Executive Office of Transportation (EOT)
EOT offers funding programs that can be used for brownfields projects involving infrastructure improvements and transit oriented development.
Public Works and Economic Development (PWED): The PWED Program promotes economic development through improvements to streets, sidewalks and other specified infrastructure. Eligible activities include design, construction and/or reconstruction or existing and/or newly relocated streets, sidewalks and related infrastructure.
Transit Oriented Development (TOD) Program: The TOD Program offers capital grants to design and build four types of projects within one-quarter mile of a transit station: housing, parking, pedestrian improvements and bicycle facilities. Twenty-five percent (25%) of the units in any housing project must be affordable. The Program also makes awards for preliminary design (25%) of bicycle and/or pedestrian facilities. Applicants must be public entities but may involve public-private partnerships.
U.S. Environmental Protection Agency (EPA)

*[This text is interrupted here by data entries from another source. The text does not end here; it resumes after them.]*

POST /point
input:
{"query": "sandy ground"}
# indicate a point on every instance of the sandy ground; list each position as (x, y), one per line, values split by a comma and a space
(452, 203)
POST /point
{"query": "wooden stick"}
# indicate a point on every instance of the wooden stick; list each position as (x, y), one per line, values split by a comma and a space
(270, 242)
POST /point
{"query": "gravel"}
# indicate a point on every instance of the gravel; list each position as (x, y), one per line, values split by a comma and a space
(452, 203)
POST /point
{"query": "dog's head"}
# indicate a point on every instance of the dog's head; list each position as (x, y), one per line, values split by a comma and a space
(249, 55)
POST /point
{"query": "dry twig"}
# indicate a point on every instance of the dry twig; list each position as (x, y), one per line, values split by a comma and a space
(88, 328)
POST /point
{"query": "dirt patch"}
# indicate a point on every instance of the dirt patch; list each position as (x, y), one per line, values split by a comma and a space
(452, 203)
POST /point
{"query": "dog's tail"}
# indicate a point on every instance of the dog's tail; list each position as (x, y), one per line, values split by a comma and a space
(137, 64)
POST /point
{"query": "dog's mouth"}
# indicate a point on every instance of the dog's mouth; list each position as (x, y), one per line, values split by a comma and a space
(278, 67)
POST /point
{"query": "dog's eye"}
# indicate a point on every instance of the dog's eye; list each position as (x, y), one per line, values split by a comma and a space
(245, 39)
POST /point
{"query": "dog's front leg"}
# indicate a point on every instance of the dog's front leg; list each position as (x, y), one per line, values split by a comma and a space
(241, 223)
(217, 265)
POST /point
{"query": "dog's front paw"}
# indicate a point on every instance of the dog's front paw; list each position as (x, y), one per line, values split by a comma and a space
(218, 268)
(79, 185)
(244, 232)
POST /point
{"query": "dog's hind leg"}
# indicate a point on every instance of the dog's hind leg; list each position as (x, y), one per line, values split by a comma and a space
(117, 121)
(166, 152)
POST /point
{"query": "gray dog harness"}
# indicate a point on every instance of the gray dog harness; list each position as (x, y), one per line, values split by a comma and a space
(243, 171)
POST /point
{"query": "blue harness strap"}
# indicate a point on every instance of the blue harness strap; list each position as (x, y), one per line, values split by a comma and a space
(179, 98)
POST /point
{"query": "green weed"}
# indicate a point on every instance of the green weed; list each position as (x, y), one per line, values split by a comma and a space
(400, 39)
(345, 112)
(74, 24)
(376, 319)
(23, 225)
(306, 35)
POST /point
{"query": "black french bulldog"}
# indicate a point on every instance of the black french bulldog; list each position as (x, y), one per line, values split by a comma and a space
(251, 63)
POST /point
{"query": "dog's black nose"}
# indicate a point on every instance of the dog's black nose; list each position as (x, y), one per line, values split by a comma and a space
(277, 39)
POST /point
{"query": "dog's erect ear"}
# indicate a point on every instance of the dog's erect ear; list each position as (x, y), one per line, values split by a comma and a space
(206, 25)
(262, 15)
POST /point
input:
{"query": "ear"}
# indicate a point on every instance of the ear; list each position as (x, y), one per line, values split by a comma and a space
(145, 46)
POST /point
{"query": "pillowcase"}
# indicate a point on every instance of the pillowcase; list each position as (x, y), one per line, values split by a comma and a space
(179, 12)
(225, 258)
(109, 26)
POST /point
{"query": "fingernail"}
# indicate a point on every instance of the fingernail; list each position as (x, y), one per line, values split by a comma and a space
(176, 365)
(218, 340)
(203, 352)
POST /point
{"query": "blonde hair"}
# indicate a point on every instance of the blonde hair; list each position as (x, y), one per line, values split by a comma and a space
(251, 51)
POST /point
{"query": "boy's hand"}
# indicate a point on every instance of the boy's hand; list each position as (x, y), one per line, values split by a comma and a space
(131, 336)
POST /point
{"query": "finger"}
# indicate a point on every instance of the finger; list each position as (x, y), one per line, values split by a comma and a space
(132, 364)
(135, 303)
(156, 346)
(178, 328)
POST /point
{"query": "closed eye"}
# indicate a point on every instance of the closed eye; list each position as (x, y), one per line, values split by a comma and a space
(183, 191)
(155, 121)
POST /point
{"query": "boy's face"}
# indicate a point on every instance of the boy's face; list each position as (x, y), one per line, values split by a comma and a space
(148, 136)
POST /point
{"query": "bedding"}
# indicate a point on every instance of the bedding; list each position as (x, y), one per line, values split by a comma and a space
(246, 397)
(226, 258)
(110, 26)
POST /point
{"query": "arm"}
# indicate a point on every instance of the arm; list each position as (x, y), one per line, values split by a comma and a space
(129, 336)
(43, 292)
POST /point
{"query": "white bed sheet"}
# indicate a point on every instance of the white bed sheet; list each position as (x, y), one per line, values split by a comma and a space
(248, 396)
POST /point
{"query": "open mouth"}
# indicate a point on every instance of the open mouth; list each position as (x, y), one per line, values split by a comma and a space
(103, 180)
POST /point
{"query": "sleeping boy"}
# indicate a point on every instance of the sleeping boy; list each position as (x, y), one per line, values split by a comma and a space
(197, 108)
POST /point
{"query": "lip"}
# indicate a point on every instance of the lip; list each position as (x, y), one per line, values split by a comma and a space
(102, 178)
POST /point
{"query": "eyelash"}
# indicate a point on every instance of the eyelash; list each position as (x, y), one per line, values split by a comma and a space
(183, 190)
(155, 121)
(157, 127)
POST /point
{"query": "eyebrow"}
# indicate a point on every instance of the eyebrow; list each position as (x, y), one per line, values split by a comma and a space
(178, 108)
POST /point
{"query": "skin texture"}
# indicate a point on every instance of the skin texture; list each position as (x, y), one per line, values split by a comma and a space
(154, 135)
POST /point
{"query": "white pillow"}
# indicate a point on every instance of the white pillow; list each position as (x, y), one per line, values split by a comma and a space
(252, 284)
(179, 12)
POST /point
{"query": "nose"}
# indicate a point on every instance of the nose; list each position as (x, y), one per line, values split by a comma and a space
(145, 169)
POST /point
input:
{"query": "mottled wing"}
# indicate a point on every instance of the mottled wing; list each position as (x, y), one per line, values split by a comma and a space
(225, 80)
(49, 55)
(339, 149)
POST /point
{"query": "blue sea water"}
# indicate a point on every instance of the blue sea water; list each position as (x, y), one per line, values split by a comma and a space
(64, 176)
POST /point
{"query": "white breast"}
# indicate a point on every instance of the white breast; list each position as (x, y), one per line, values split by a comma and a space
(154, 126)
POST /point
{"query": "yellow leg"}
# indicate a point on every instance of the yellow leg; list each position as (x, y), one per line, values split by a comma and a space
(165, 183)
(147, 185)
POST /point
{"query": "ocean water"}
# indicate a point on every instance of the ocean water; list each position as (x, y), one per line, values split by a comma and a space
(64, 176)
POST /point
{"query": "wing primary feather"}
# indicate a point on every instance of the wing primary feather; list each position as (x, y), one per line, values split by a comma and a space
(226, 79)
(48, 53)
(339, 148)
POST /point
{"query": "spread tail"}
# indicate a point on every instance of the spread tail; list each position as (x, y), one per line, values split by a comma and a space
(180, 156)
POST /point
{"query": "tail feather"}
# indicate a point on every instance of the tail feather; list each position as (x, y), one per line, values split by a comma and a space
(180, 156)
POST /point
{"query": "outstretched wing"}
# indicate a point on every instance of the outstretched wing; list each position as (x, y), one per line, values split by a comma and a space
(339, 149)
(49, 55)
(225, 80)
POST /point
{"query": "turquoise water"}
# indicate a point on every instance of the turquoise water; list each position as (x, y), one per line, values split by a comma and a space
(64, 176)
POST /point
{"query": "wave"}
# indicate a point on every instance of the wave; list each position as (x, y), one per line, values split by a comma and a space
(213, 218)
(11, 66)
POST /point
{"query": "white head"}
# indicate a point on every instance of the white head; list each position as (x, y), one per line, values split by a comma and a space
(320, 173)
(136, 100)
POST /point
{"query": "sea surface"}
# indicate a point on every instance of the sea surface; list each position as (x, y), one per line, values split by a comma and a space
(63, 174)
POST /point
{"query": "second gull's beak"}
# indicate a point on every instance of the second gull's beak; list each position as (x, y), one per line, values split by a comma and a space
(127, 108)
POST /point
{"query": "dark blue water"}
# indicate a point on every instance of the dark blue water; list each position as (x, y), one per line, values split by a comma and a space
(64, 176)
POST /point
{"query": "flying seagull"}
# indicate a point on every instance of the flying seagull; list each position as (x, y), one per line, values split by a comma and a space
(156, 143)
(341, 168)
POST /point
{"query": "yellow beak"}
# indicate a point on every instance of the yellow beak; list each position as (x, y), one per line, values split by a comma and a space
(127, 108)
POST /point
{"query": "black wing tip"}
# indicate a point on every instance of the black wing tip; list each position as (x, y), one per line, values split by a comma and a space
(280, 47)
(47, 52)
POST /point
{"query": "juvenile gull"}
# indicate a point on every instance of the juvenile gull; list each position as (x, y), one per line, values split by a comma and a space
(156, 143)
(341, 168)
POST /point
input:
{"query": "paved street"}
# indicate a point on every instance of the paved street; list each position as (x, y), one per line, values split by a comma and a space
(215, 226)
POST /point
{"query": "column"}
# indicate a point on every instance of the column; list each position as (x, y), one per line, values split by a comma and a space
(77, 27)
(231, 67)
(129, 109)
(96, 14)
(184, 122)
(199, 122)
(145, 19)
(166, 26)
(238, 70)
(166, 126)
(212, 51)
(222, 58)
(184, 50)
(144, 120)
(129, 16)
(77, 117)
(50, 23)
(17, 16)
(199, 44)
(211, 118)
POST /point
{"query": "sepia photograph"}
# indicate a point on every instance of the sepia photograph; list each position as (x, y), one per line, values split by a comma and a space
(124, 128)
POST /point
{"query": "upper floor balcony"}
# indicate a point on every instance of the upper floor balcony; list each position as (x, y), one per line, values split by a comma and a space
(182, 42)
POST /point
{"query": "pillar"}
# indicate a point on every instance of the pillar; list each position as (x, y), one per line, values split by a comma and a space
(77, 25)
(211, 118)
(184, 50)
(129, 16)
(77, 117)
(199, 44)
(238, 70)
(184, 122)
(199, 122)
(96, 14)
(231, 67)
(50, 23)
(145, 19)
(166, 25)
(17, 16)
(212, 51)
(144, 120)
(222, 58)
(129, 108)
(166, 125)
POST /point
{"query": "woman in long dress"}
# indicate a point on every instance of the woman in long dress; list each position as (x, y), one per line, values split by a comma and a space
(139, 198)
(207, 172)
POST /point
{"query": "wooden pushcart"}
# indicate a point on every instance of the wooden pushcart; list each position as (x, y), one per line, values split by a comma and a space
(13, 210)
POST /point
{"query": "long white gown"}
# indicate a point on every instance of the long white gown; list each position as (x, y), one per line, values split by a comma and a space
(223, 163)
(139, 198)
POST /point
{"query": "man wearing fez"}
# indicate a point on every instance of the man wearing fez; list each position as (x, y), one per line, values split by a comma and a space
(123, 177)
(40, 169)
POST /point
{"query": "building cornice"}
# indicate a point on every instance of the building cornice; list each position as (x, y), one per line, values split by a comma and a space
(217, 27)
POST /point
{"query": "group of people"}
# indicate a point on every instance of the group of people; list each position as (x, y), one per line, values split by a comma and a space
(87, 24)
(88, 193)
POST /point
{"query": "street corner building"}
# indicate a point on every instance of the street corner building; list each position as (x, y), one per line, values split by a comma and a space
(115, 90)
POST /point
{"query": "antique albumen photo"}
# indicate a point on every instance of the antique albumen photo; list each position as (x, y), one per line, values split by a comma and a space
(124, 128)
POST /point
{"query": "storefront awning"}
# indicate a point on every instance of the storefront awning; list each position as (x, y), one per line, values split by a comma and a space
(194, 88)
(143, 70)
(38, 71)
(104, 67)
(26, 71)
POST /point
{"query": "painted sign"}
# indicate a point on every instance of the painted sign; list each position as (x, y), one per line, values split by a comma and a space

EPA offers significant funding to entities for assessing and cleaning up brownfields sites. Assistance is available through the following programs:
Brownfields Assessment Grant Program: Provides up to $200,000 for site assessment.
Brownfields Cleanup Grant Program: Provides up to $200,000 for cleanup.
Brownfields Cleanup Revolving Loan Fund Program: Provides up to $1,000,000 for cleanup.
Brownfields Job Training Program: Provides up to $200,000 for job training activities related to brownfields.
State Acknowledgement Letters: Massachusetts entities applying for EPA Assessment, Cleanup, and/or Cleanup Revolving Loan Funds must obtain a Letter of Acknowledgement from MassDEP to include in their grant application. Information on how to request this letter from MassDEP can be found at this web page . Please contact Kerry Bowie at MassDEP with questions about requesting a Letter of Acknowledgement.
Petroleum-only Properties: If an entity is applying for site-specific petroleum-only funding they must obtain a Petroleum Eligibility Determination letter from MassDEP in addition to the State Acknowledgement Letter. The EPA guidance document "Proposal Guidelines for Brownfields Assessment, Revolving Loan Fund, and Cleanup Grants" describes information needed by the MassDEP to make this eligibility determination, or you can view information excerpted from Appendix 3, Section 3.3.2, pages 67-70 of this guidance. Please include all MassDEP Release Tracking Numbers (RTNs) associated with this site with the information provided to MassDEP. Please contact Eric Arvedon at MassDEP with questions about requesting a site-specific Petroleum Eligibility Determination Letter.
The New England Regional Office of EPA offers additional site assessment assistance under the Brownfields Targeted Site Assessment Program. The EPA regional website also features several success stories of Massachusetts projects that have received EPA assistance.
U.S. Department of Housing and Urban Development (HUD)
HUD provides federal funding for community development activities (including brownfields assessment and cleanup) through the following programs:
Community Development Block Grant Program (CDBG): Provides an annual grant to municipalities with populations over 50,000 or identified central cities of metropolitan areas ("entitlement communities"). These funds are awarded on a formula basis and may be used for brownfields-related activities such as site assessment, remediation, demolition, rehabilitation and construction. Non-entitlement communities may access these funds through their states (see DHCD).
Section 108 Loan Program: Provides entitlement communities receiving CDBG funds through HUD with up to 5 times their annual CDBG allocation in guaranteed loans for brownfields redevelopment activities. Non-entitlement communities submit joint applications with their states (see DHCD)
Brownfields Economic Development Initiative (BEDI): Provides competitive grant funding to communities for activities related to the redevelopment of brownfields sites.